# Data Science and Machine Learning Resources

These are notes and resources exploring business development, data science, computer science, and engineering as a whole. Since I never went to college, this is an effort to attain a deep understanding of graduate level concepts and improve my Python development skills. I hope that it might be also useful to others.

My workflow focuses on Python 3 and Jupyer notebooks containing extensive [Markdown](https://daringfireball.net/projects/markdown/syntax) notes. I have also included an extensive machine learning curriculum in this repository for self-study along with notes for each lecture, which are committed as I complete them. I feel that [TensorFlow](tensorflow.org) is an emerging machine learning standard and a very useful tool for rapidly testing and visualizing models. My focus is on [TensorFlow Serving](https://tensorflow.github.io/serving/architecture_overview) for production environments.
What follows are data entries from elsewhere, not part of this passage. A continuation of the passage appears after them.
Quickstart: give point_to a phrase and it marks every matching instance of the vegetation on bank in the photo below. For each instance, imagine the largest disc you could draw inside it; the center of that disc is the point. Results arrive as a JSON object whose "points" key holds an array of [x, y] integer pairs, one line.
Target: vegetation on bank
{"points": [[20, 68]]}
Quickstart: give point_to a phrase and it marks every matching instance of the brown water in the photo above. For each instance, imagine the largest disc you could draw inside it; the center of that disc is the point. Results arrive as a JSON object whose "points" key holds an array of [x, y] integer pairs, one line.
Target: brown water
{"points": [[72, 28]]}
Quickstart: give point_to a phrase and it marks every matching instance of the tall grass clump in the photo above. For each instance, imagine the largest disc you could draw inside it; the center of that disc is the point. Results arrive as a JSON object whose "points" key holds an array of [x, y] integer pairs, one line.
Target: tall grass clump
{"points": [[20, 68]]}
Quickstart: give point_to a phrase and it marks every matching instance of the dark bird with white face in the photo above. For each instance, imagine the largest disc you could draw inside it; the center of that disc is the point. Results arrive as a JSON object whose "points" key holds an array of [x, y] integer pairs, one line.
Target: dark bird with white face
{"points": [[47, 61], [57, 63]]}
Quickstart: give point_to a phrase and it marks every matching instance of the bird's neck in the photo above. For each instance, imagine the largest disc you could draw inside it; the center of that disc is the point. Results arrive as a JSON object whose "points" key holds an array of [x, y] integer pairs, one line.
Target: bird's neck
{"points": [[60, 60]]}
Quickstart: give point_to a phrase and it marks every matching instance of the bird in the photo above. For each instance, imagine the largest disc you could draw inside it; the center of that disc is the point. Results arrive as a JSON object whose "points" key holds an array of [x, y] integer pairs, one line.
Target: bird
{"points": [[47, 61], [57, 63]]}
I'll be using data from the [UCI Machine Learning Repository](http://archive.ics.uci.edu/ml/) and the [Stanford Large Network Dataset Collection](http://snap.stanford.edu/data/) for examples. Purely as an exercise, data will be downloaded as needed and not included in the repository. Thus, it is possible that examples may break in the future. Please open issues if missing data becomes a problem.

## Libraries and Toolkits

These libraries are included in this Docker image.

* [NumPy](http://www.numpy.org/)
* [SciPy](http://www.scipy.org/)
* [MatPlotLib](http://matplotlib.org/)
* [SciKit-Learn](http://scikit-learn.org/stable/)
* [Cython](http://cython.org/)
* [Pandas](http://pandas.pydata.org/)
* [NetworkX](https://networkx.github.io/)
* [TensorFlow](https://www.tensorflow.org/)

I will try to exercise legitimate academic rigor in this repository, referencing and including relevant papers where appropriate.

## Getting Started

I've included one ipynb from a third party, which discusses differential
equations and markov chains. This is included both for reference and because 
it is interesting.

### Configuring a MacOS X Environment

This is highly recommended. By using the Joyent pkgsrc repo, we can then use the exact same package versions for local development and in production, either on privately owned machines or in the Joyent public cloud. I am partial to real UNIX. Note that there are other ways to install Python and configure your environment, this is just my preference due to the fact that these instructions should mostly work on pretty much any Unix-like platform.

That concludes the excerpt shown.